As far as the comparison of Pre-trained Word2Vec and GloVe is concerned, it comes up that the latter performs better for all morbidity classes among the deep learning approaches. This indicates that GloVe Word Embeddings enable the Deep Learning model to better recognize diseases that are described within the input clinical notes with respect to the other deep learning models. This is in contrast with previous works where Word2Vec algorithm performed better for tasks of classification.

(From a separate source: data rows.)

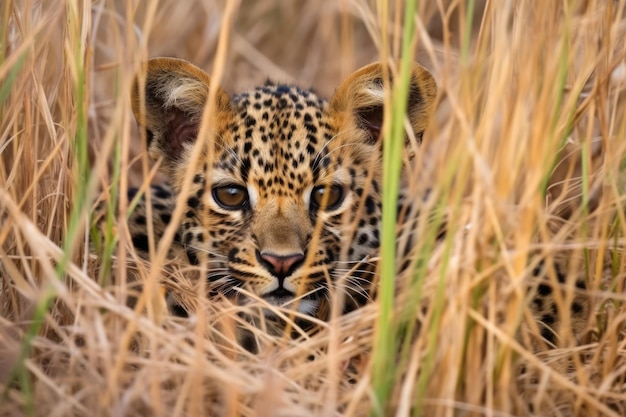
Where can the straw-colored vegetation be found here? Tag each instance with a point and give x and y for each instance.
(524, 159)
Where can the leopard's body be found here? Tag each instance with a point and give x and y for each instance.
(284, 202)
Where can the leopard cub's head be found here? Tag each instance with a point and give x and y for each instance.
(285, 202)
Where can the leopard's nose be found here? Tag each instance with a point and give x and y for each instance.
(281, 266)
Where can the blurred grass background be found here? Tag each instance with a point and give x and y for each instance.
(525, 160)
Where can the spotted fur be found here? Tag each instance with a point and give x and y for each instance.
(286, 193)
(285, 197)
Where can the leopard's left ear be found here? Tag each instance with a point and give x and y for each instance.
(359, 101)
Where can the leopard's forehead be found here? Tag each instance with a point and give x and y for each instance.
(277, 140)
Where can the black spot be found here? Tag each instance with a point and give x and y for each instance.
(547, 319)
(193, 202)
(191, 255)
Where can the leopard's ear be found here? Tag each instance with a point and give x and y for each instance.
(175, 95)
(360, 100)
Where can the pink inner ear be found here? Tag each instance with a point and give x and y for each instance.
(181, 129)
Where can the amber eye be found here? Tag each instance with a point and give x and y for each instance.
(231, 197)
(327, 197)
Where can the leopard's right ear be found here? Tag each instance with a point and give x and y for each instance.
(175, 95)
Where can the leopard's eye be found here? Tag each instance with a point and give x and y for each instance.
(327, 197)
(230, 197)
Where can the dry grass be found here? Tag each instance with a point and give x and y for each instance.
(526, 156)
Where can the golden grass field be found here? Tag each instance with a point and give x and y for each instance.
(526, 156)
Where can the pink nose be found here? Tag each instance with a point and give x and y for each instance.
(282, 266)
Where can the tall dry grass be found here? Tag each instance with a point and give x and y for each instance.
(524, 160)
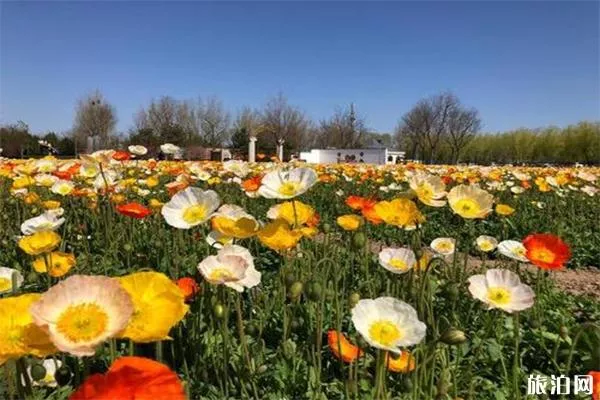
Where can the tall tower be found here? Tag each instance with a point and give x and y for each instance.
(352, 119)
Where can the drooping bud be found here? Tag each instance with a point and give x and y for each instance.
(453, 337)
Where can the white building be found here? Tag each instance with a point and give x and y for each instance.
(367, 156)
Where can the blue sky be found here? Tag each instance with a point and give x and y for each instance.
(520, 63)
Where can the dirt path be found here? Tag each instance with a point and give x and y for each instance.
(581, 281)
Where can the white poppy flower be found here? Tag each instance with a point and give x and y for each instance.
(444, 246)
(501, 288)
(190, 207)
(397, 261)
(233, 266)
(47, 221)
(388, 323)
(281, 184)
(513, 249)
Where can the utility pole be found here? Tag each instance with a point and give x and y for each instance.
(352, 120)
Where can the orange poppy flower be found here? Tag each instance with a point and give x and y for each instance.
(314, 220)
(355, 202)
(134, 210)
(132, 378)
(121, 155)
(368, 211)
(547, 251)
(252, 184)
(595, 384)
(66, 175)
(174, 187)
(404, 364)
(189, 287)
(341, 347)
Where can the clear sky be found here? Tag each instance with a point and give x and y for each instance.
(520, 63)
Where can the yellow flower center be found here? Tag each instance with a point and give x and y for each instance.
(5, 284)
(543, 255)
(194, 214)
(498, 296)
(398, 264)
(221, 275)
(486, 245)
(444, 246)
(425, 192)
(289, 188)
(519, 251)
(384, 332)
(64, 189)
(467, 207)
(83, 322)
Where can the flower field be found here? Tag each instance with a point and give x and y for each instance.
(128, 278)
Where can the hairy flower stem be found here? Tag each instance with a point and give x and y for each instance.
(516, 364)
(242, 335)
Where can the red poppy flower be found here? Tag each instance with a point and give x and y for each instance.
(134, 210)
(368, 211)
(132, 378)
(341, 347)
(121, 155)
(188, 287)
(595, 384)
(355, 202)
(547, 251)
(252, 184)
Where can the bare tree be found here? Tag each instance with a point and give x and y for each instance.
(284, 123)
(342, 130)
(463, 124)
(435, 120)
(212, 122)
(168, 120)
(94, 116)
(249, 121)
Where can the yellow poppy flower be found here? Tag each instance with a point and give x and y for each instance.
(60, 263)
(39, 242)
(51, 204)
(400, 212)
(19, 336)
(232, 221)
(31, 198)
(152, 181)
(301, 215)
(277, 235)
(470, 201)
(22, 182)
(504, 209)
(349, 222)
(158, 305)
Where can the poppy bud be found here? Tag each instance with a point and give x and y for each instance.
(219, 310)
(289, 279)
(314, 291)
(353, 299)
(38, 372)
(296, 290)
(63, 376)
(359, 240)
(453, 337)
(564, 332)
(289, 349)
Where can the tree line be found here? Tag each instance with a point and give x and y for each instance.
(437, 129)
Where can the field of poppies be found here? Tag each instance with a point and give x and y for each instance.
(122, 277)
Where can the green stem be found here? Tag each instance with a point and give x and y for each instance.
(516, 364)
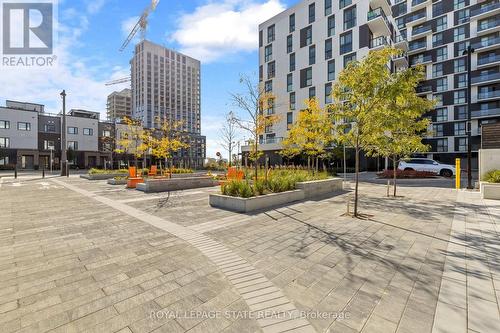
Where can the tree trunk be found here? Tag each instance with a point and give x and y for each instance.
(395, 175)
(357, 183)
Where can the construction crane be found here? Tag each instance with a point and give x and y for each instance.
(141, 25)
(118, 81)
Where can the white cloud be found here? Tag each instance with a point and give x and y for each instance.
(219, 29)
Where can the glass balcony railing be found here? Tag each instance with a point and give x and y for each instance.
(378, 41)
(485, 8)
(488, 60)
(488, 94)
(485, 77)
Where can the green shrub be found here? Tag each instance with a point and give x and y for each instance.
(493, 176)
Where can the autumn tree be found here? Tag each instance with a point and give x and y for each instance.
(358, 95)
(311, 134)
(257, 103)
(402, 120)
(228, 134)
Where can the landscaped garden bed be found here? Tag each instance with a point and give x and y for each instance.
(490, 187)
(280, 187)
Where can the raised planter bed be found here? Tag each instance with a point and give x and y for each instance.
(113, 181)
(102, 176)
(490, 190)
(305, 190)
(175, 184)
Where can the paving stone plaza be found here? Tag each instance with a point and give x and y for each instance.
(84, 256)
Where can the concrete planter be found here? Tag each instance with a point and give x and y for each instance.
(490, 191)
(113, 181)
(320, 187)
(102, 176)
(305, 190)
(245, 205)
(175, 184)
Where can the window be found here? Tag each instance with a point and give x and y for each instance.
(441, 23)
(73, 145)
(442, 84)
(346, 42)
(268, 53)
(459, 65)
(328, 7)
(328, 49)
(312, 92)
(289, 82)
(348, 58)
(49, 128)
(271, 34)
(312, 12)
(462, 144)
(460, 128)
(438, 130)
(459, 96)
(442, 54)
(328, 93)
(331, 70)
(271, 70)
(21, 126)
(312, 55)
(349, 17)
(344, 3)
(48, 145)
(4, 142)
(459, 34)
(461, 80)
(4, 124)
(437, 39)
(442, 114)
(442, 145)
(268, 86)
(331, 26)
(292, 101)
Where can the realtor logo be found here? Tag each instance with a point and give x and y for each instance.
(27, 28)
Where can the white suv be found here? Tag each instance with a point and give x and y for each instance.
(425, 164)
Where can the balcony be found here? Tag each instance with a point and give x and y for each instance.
(486, 61)
(487, 44)
(484, 11)
(488, 95)
(378, 42)
(421, 31)
(378, 23)
(485, 113)
(400, 42)
(485, 78)
(485, 27)
(419, 4)
(384, 4)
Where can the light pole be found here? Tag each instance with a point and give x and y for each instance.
(469, 52)
(64, 161)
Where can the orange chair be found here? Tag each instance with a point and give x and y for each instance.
(153, 171)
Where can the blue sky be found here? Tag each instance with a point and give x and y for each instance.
(222, 34)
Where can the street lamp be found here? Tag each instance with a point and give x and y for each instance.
(469, 52)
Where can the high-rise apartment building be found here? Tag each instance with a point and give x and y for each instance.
(119, 105)
(302, 50)
(166, 86)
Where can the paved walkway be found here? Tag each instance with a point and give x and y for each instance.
(85, 256)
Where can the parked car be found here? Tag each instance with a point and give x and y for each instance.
(426, 164)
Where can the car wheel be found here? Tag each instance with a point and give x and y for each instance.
(446, 173)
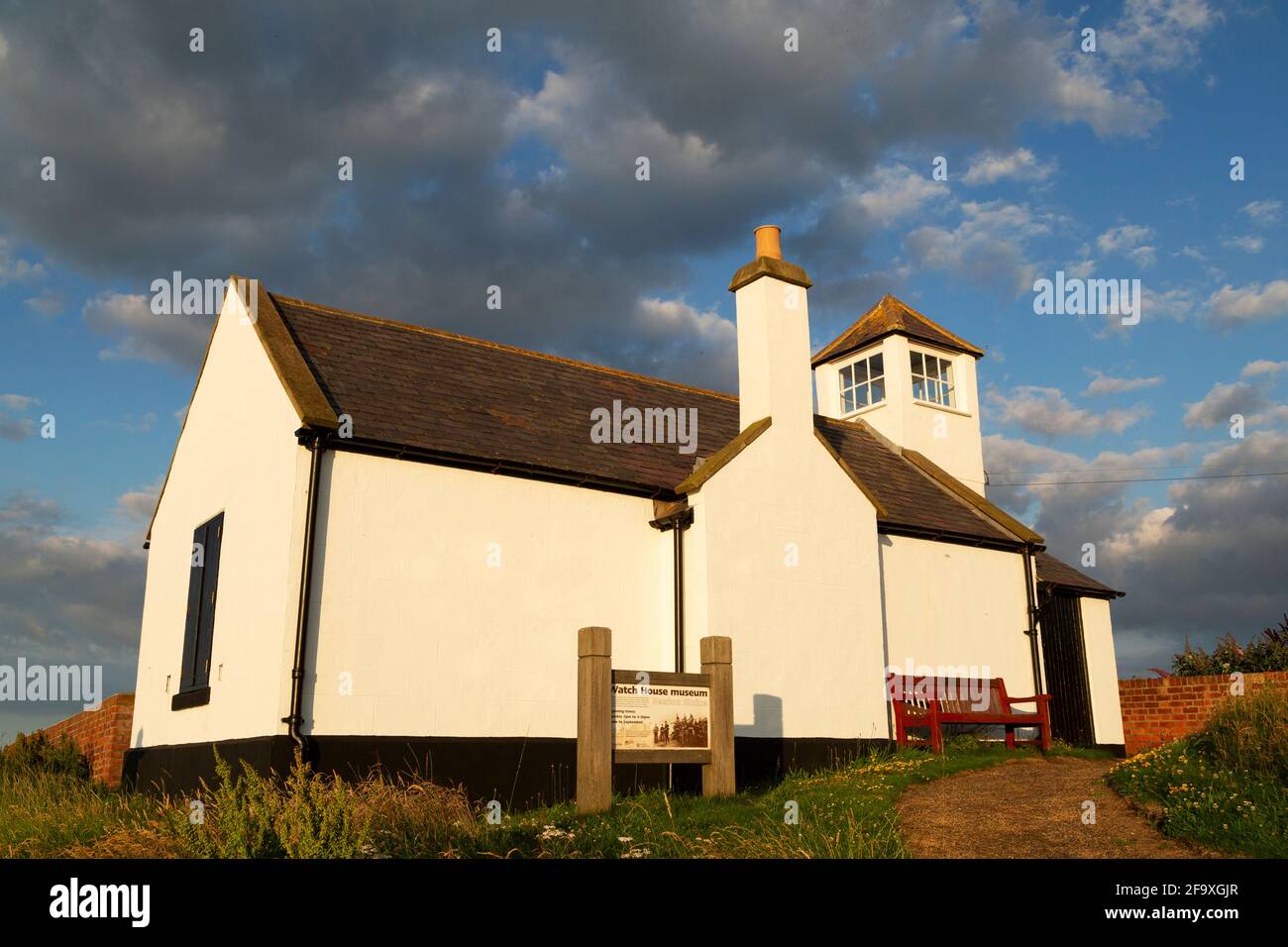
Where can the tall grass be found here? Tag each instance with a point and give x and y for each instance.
(846, 812)
(1225, 787)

Moreover, although in literature domain-specific Word Embeddings proved to outperform pre-trained embeddings (e.g., in e-learning domain [ 6 ]), in this paper we have noticed the other way around. This happens because the dataset that we used to train the domain-specific embeddings is not big enough to allow to the algorithm to learn domain peculiarities and, hence, state-of-the-art embeddings, trained on a lot of texts, are still the best option among the deep learning methods.

From the results presented in Table 2, it turns out that both the baselines beat all the deep learning approaches. Reason of that lies behind specific features that appear alone for categories. When this happens the classical machine learning algorithms are able to perform the classification with very high precision thanks to way the feature vector has been built using the TF-IDF technique. 9 https://keras.io/optimizers/ 10 https://scikit-learn.org/

In this paper we have investigated a Deep Learning model and employed three Word Embedding representations in order to recognize morbidity within clinical notes. The preliminary results indicate that certain features make the classification strongly biased and classical machine learning approaches are thus able to perform efficiently the classification. They are also able to outperform the Deep Learning strategies that have been adopted in combination with several word embeddings. These results suggest us the next directions we need to explore: identify the set of features for each category with the highest importance and that make thus the classification of machine learning methods using the TFIDF feature engineering strategy easy to be performed. Once we discover these features, we will include one more action in the preprocessing step in order to make the dataset less biased. We will therefore repeat the comparisons with deep learning approaches and analyse again the results of the morbidity classification. As a further future work, we would like to study other Deep Learning models that might be morbidity-oriented. One more final direction worth to explore is the collection and pre-processing of further data. We remind that the used dataset consists of a few samples, where each of them includes a long text made of sentences and tokens. A possible strategy to employ would be to consider the different sentences as further samples each with the same annotation or, maybe, structure the text as a graph-shape and employ graph embeddings. Finally, we would also like to make experiments with other Word Embedding representations such as Bidirectional Encoder Representations from Transformers (BERT) [ 9 ].

The research leading to these results has received funding from the EU’s Marie Curie training network PhilHumans - Personal Health Interfaces Leveraging Human-Machine Natural interactions under grant agreement 812882. Moreover, we gratefully acknowledge the support of NVIDIA Corporation with the donation of the Titan X GPU used for this research.